# interval

**Syntax**

interval(X, duration, fill, [step], [explicitOffset=false], [closed], [label], [origin])

**Details**

In SQL queries, group data into continuous intervals with the length of *duration*. For intervals without any data, fill the results using the interpolation method specified by *fill*. This function must be used in a SQL *group by* clause.

Note: Temporal data types in “where” conditions are automatically converted.

**Arguments**

X is a vector of integral or temporal type.

duration is of integral or duration type. The following time units are supported (case-sensitive): w, d, H, m, s, ms, us, ns. As time units *M* and *y* are not supported, to group *X* by year or month, convert the data format of *X* with function month or year.

fill indicates how to fill the missing values of the result. It can take the value of “prev”, “post”, “linear”, “null”, a specific numeric value and “none”.

“prev”: the previous value

“post”: the next value

“linear”: linear interpolation. For non-numerical data, linear interpolation cannot be used and the “prev” method will be used instead.

“null”: null value

a specific numeric value.

“none”: do not interpolate

step is of integral or duration type. It’s an optional parameter indicating the step size of the sliding window. It must be a number which can divide the duration. This parameter allows us to specify a sliding interval that is smaller than *duration*. The default value is the same as *duration*, which means the calculation window slides by the length of *duration*.

Note: If step is specified, the following aggregation calculations are not supported: atImax, atImin, difference, imax, imin, lastNot, mode, percentile.

explicitOffset is an optional BOOLEAN. When *explicitOffset* = true, the first interpolation window starts at the starting point specified by the SQL *where* clause.
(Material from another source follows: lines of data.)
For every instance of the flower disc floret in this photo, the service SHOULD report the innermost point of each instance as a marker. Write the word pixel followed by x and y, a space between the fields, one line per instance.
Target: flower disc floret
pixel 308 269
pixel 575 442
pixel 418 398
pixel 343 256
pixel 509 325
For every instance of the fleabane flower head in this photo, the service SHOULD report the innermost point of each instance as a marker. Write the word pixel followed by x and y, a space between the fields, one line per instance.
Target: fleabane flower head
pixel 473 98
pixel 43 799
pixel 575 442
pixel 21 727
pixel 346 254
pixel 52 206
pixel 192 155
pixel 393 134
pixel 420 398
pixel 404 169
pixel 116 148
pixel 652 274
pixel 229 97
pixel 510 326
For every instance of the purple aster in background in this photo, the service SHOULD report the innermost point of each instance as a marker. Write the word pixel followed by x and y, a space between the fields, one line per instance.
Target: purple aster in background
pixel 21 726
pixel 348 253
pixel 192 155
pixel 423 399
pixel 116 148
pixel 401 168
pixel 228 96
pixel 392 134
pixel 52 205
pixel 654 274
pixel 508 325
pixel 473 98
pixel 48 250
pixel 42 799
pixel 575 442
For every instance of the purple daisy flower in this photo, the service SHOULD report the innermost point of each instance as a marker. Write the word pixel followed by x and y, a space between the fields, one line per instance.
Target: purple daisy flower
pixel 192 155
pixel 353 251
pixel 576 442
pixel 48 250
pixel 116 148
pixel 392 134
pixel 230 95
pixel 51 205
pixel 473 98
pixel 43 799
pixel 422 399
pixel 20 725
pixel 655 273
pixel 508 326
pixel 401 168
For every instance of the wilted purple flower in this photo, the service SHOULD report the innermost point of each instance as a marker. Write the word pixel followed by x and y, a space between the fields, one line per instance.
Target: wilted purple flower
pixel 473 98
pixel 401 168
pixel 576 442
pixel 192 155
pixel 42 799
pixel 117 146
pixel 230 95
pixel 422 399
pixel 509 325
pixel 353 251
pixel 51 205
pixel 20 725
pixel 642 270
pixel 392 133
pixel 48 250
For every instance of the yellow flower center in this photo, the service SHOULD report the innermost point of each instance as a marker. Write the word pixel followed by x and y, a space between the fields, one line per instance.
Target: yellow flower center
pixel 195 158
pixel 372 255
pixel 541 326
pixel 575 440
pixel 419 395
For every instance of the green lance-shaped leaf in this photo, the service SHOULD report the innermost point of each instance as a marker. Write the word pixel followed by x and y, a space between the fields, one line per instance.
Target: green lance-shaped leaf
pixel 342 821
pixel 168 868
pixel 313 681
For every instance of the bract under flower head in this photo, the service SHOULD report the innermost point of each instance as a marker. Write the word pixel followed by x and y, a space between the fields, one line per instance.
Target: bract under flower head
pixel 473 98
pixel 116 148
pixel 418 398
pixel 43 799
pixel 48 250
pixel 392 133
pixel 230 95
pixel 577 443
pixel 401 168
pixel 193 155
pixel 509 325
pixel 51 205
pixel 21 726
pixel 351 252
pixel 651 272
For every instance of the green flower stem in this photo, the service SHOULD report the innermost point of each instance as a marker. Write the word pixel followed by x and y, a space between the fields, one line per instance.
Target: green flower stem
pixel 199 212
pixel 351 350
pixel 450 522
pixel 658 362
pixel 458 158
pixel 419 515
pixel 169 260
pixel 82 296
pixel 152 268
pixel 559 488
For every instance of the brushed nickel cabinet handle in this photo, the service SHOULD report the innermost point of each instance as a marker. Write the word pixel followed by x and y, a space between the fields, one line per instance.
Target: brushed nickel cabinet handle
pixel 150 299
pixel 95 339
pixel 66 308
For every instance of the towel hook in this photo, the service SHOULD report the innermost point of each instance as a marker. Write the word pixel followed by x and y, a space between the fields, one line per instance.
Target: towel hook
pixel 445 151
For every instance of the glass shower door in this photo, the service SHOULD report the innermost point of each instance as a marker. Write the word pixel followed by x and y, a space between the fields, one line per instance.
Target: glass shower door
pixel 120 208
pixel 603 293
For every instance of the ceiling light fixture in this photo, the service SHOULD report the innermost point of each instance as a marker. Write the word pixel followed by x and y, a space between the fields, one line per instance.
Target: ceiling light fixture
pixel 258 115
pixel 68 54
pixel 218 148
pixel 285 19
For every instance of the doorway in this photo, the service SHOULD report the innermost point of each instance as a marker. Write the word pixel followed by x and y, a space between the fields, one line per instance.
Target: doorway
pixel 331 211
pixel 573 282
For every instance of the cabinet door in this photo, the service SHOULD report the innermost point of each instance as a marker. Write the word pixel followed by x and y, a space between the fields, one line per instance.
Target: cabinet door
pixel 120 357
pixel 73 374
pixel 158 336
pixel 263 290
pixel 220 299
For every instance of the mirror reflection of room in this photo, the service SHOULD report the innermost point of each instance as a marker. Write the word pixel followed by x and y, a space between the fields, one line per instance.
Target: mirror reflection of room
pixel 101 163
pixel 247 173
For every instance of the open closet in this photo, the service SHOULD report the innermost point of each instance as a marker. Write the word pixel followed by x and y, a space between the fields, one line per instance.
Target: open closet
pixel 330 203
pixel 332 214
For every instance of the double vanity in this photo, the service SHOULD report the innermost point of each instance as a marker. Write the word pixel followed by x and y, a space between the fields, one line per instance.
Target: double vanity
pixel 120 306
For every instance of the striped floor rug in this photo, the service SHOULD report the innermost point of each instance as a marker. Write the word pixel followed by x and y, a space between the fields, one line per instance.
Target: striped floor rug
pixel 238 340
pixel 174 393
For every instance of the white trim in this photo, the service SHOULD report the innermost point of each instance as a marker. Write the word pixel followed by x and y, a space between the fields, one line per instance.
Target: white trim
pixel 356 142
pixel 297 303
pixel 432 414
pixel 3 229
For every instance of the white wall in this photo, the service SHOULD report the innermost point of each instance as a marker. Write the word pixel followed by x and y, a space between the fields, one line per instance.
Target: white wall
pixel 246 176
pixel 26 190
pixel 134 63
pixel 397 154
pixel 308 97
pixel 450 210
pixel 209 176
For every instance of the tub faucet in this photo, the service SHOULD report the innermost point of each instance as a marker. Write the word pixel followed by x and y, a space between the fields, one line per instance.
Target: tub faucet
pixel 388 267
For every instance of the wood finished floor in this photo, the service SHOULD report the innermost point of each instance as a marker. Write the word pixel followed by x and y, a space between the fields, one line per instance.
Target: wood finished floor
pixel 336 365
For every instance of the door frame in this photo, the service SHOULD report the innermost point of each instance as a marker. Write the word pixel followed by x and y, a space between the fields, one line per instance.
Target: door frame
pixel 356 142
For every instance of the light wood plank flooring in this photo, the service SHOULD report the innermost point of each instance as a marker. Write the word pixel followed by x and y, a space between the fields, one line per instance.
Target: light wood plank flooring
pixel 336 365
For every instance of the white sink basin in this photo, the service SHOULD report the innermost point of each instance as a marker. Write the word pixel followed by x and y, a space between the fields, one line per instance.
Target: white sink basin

When *explicitOffset* = false (default), the first interpolation window starts at the nearest point that is divisible by step before the starting point specified by the SQL *where* clause.

closed is a string indicating which boundary of the interval is closed. It can be specified as ‘left’ or ‘right’.

label is a string indicating which boundary is used to label the interval with. It can be specified as ‘left’ or ‘right’.

origin is a string or a scalar of the same temporal type as *X*, indicating the timestamp when the intervals start. When origin is a string, it can be specified as:

‘epoch’: 1970-01-01;

‘start’: the first value of the timeseries;

‘start_day’: 00:00 of the first day of the timeseries;

‘end’: the last value of the timeseries;

‘end_day’: 24:00 of the last day of the timeseries.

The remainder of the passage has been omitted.